The Last Black Man in San Francisco(6/15/2019)
Indie comedies of the Wes Anderson and Noah Baumbach variety are often described as being “unbearably white,” an insult that seems to have less to do with the number of Caucasians in the cast (they aren’t any less diverse than any number of movies) and more to do with how their quirky sensibilities display a sort of privileged point of view that is generally associated with whiteness. Joe Talbot’s The Last Black Man in San Francisco in some ways feels like an attempt to apply a similar sort of indie quirkiness to a movie that is decidedly “black” and about people who are rather specifically not privileged. It tells the story of Jimmie Fails, which is the name of both the character and the actor that potrays him, who is obsessed with this large San Francisco house that his father once owned and which is now in the possession of two old white people. From the film’s provocative title (which is not literal) I had expected it to be something of a Spike Lee style polemic about gentrification but the actual movie is a bit more relaxed than that. The movie take great pains not to blame those new white owners (who seem like perfectly nice and reasonable people) or really any other individuals for the sense of loss that Fails is feeling. That’s a nicely mature and nuanced take on the subject, which I certainly like in theory but there is a fine line between making a nuanced argument and just sort of not bothering to make an argument at all. In some ways I think the film’s avoidance of standard exposition (another trait I should like in theory) undermines it a little. It took a while to fully get what Fails’ story really comes down to and I think some flashbacks to “the good times” might have given a better idea of why he’s so angry about the present because as someone who’s never been to San Francisco and who’s generally indifferent to it I’m not very connected to what he’s mourning. This is ultimately a movie I respect more than I like. I can kind of see what it’s going for and can admire aspects of its execution, but I didn’t particularly enjoy watching it.
**1/2 out of Five
The Fall of the American Empire(6/16/2019)

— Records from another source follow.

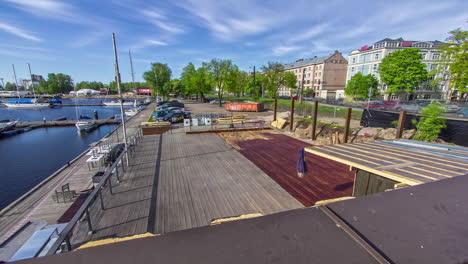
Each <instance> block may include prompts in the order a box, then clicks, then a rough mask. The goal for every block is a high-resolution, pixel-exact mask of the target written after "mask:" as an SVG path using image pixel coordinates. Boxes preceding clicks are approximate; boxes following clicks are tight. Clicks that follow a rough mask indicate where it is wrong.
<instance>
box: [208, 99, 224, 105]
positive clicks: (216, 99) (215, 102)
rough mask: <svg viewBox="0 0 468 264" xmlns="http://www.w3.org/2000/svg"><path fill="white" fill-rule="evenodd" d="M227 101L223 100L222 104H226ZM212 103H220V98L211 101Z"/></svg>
mask: <svg viewBox="0 0 468 264" xmlns="http://www.w3.org/2000/svg"><path fill="white" fill-rule="evenodd" d="M225 103H226V101H222V100H221V104H225ZM210 104H219V99H214V100H212V101H210Z"/></svg>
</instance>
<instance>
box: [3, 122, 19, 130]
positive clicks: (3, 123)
mask: <svg viewBox="0 0 468 264" xmlns="http://www.w3.org/2000/svg"><path fill="white" fill-rule="evenodd" d="M16 123H18V121H6V122H0V132H3V131H7V130H8V129H10V128H14V127H15V126H16Z"/></svg>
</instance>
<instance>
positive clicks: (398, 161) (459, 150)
mask: <svg viewBox="0 0 468 264" xmlns="http://www.w3.org/2000/svg"><path fill="white" fill-rule="evenodd" d="M306 151H307V152H310V153H313V154H315V155H319V156H322V157H325V158H328V159H330V160H334V161H337V162H340V163H341V164H345V165H347V166H352V167H354V168H357V169H361V170H364V171H367V172H370V173H374V174H377V175H380V176H382V177H385V178H388V179H391V180H394V181H397V182H401V183H405V184H408V185H417V184H421V183H427V182H431V181H436V180H442V179H447V178H451V177H456V176H461V175H466V174H468V148H465V147H459V146H450V145H441V144H430V143H425V142H418V141H410V140H398V141H374V142H366V143H353V144H340V145H332V146H317V147H312V148H307V149H306Z"/></svg>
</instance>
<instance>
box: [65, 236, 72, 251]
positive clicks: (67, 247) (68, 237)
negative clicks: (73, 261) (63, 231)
mask: <svg viewBox="0 0 468 264" xmlns="http://www.w3.org/2000/svg"><path fill="white" fill-rule="evenodd" d="M65 244H66V245H67V250H68V251H71V243H70V235H67V238H65Z"/></svg>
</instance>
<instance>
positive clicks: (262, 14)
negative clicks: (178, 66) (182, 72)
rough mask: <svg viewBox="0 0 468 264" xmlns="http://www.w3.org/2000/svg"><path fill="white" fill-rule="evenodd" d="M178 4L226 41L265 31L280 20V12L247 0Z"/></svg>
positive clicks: (269, 28) (279, 22)
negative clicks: (275, 11)
mask: <svg viewBox="0 0 468 264" xmlns="http://www.w3.org/2000/svg"><path fill="white" fill-rule="evenodd" d="M178 5H179V6H180V7H181V8H183V9H185V10H186V11H187V12H189V13H191V14H192V15H193V16H195V17H196V18H197V19H195V21H196V22H198V23H199V24H201V25H202V26H203V27H206V28H208V29H209V30H210V31H211V32H212V33H213V34H214V35H215V36H216V37H217V38H219V39H223V40H232V39H237V38H239V37H243V36H247V35H252V34H257V33H262V32H265V31H267V30H269V29H270V28H271V26H272V25H274V24H275V23H280V21H279V19H278V15H277V14H275V13H274V12H273V11H272V10H269V9H267V8H263V7H261V5H257V4H255V3H253V2H249V1H246V0H239V1H234V0H226V1H217V0H204V1H198V0H186V1H181V2H178ZM275 21H276V22H275Z"/></svg>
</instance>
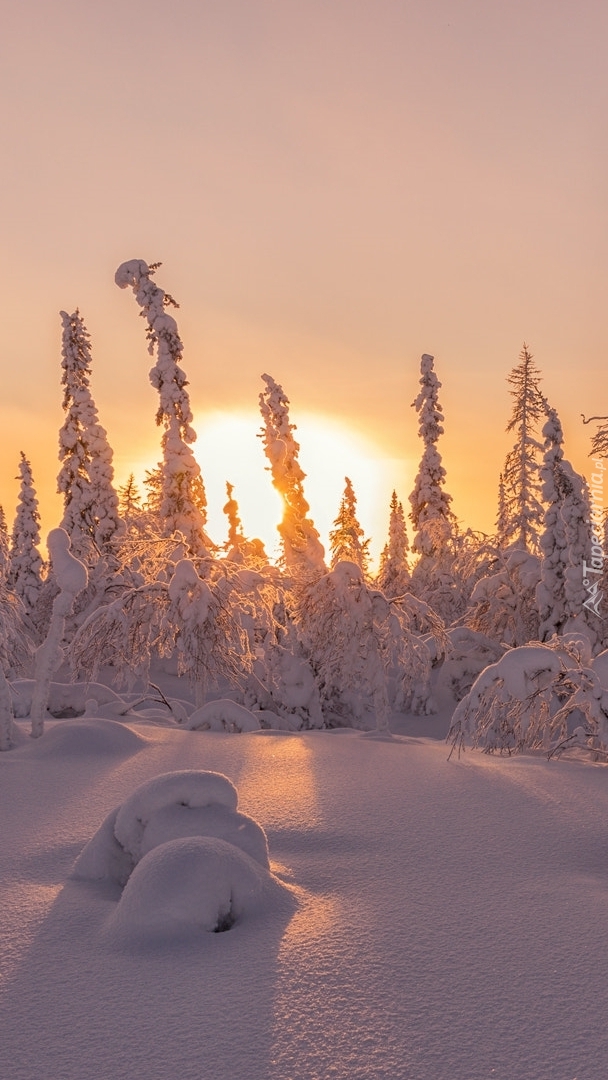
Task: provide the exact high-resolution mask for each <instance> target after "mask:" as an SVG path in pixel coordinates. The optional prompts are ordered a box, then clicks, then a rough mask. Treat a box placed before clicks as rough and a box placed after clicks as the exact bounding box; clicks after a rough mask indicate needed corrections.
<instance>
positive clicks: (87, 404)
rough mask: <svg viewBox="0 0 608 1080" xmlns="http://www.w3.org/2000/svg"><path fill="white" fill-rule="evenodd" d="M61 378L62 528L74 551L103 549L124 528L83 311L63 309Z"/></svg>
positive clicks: (119, 533)
mask: <svg viewBox="0 0 608 1080" xmlns="http://www.w3.org/2000/svg"><path fill="white" fill-rule="evenodd" d="M60 316H62V324H63V327H64V330H63V348H62V367H63V376H62V383H63V387H64V402H63V405H64V410H65V413H66V418H65V421H64V424H63V427H62V429H60V431H59V460H60V462H62V468H60V471H59V475H58V476H57V490H58V491H59V494H60V495H63V496H64V516H63V518H62V526H60V527H62V528H63V529H65V530H66V532H67V534H68V536H69V538H70V541H71V544H72V548H73V550H75V551H76V552H77V553H78V554H81V555H84V554H85V553H86V552H87V550H90V546H91V543H93V544H94V545H95V546H96V548H97V549H99V550H102V549H103V548H104V546H106V545H107V544H108V543H109V542H110V541H111V540H112V539H113V538H114V537H117V536H119V535H120V534H121V531H122V528H123V525H122V522H121V519H120V516H119V510H118V496H117V492H116V491H114V488H113V484H112V481H113V467H112V451H111V448H110V445H109V443H108V437H107V434H106V431H105V429H104V428H103V427H102V424H100V423H99V420H98V416H97V409H96V407H95V403H94V401H93V396H92V394H91V390H90V375H91V362H92V357H91V345H90V340H91V339H90V335H89V332H87V330H86V327H85V325H84V323H83V321H82V319H81V316H80V313H79V311H78V310H77V311H75V313H73V314H72V315H68V314H67V313H66V312H65V311H62V312H60Z"/></svg>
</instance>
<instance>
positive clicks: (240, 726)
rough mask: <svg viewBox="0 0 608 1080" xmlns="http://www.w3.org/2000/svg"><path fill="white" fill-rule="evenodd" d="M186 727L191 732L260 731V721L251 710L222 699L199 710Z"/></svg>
mask: <svg viewBox="0 0 608 1080" xmlns="http://www.w3.org/2000/svg"><path fill="white" fill-rule="evenodd" d="M184 726H185V727H186V728H187V729H188V730H190V731H201V730H204V731H238V732H241V731H258V730H259V720H258V719H257V717H256V715H255V713H252V711H251V708H245V706H244V705H238V704H237V702H235V701H232V700H231V699H230V698H220V699H219V700H218V701H207V703H206V704H205V705H202V706H201V708H197V710H195V711H194V712H193V713H192V714H191V716H190V717H189V719H188V720H186V724H185V725H184Z"/></svg>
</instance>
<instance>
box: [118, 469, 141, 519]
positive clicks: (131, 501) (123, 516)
mask: <svg viewBox="0 0 608 1080" xmlns="http://www.w3.org/2000/svg"><path fill="white" fill-rule="evenodd" d="M118 502H119V510H120V514H121V517H122V519H123V522H124V524H125V527H126V531H127V532H129V531H130V530H131V529H133V528H135V529H137V527H138V523H139V521H140V517H141V514H143V512H144V511H143V508H141V495H140V491H139V488H138V487H137V484H136V483H135V476H134V474H133V473H130V474H129V476H127V478H126V481H125V483H124V484H123V485H122V486H121V487H119V489H118Z"/></svg>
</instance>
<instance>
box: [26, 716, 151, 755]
mask: <svg viewBox="0 0 608 1080" xmlns="http://www.w3.org/2000/svg"><path fill="white" fill-rule="evenodd" d="M146 745H147V741H146V739H145V738H144V735H139V734H137V732H136V731H132V730H131V728H127V727H125V726H124V724H118V723H117V721H116V720H102V719H85V720H81V719H79V720H64V721H62V723H60V724H56V725H55V726H54V727H52V728H50V729H49V730H48V731H46V732H45V734H44V738H43V739H37V740H36V741H33V742H31V743H30V744H29V745H26V746H25V747H24V748H25V750H26V752H27V755H28V757H59V758H64V757H90V756H91V757H94V758H95V757H99V756H100V755H109V756H116V757H130V756H131V755H132V754H137V752H138V751H140V750H143V748H144V746H146Z"/></svg>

Titling Denys Arcand’s latest film The Fall of the American Empire, thus implying that it is another sequel to The Decline of the American Empire and The Barbarian Invasions, was probably a savy commercial move as it got my attention and got me to go out to see one of Arcand’s movies for the first time since 2003. However, this movie actually has no direct connection to those earlier movies and that isn’t necessarily a bad thing because what it actually is is kind of neat. The film concerns an underemployed intellectual who finds himself witnessing a robbery through sheer coincidence and after the burglars all kill each other he realizes he can pick up the loot himself and run off with it. From there he finds himself sitting on millions of dollars in cash with no idea how to launder it. From there it becomes a story that somewhat represents “Breaking Bad” in that it’s about a nerdy intellectual taking part in the minutia of the criminal underworld, but it never gets as dark as that show. The protagonist is in legitimate danger and there is some violenct in the movie, but the slightly contrived situation allows him to be engaging in a more or less victimless crime and he remains likable throughout. Arcand is not much of a visual stylist, which is a bit more of a problem here given the genre elements. There are also elements of the film that don’t ring particularly true like the love interest that emerges midway through the movie but the core of the movie, which is a deeply cynical look at the inner workings of capitalism, does come through and the film’s comedic elements make it a rather enjoyable watch throughout.
**** out of Five
As streaming has emerged as a major force in cinema I’ve been very supportive of streaming services like Amazon that respect the theatrical window and let their films play on the big screen before coming to the internet. I feel this way because I sternly believe the theater is the ideal place for most movies to be enjoyed regardless of budget and that at times even the smallest of movie are the ones that most benefit from a distraction free environment or from a larger format. That having been said, Amazon probably could have sent Late Night straight to streaming and it would have been fine. In fact Late Night seems like a pretty textbook example of a movie that seems impressive at Sundance but proves to be a lot less interesting to the general public. The film, a story about a struggling late night comedy show fronted by a middle aged lady played by Emma Thompson which gets a needed boost after adding a lady played by Mindy Kaling to its all white and male writing staff. I can definitely see why a group of people who spend a lot of time talking about representation in comedy on Twitter, but to general audiences the whole thing might be a bit inside baseball. What it certainly isn’t is particularly funny. This is a movie that’s literally set in a comedy show’s writers room, which should be an environment filled with ribald banter, but instead it feels like little more than the most mildly of amusing workplace comedies. This is a problem considering that this is a movie that spends a lot of time chastising its own characters for settling for mediocrity rather than really stretching the boundaries of their form and that feels kind of hypocritical given that this is a movie that feels pretty comfortable being mediocre.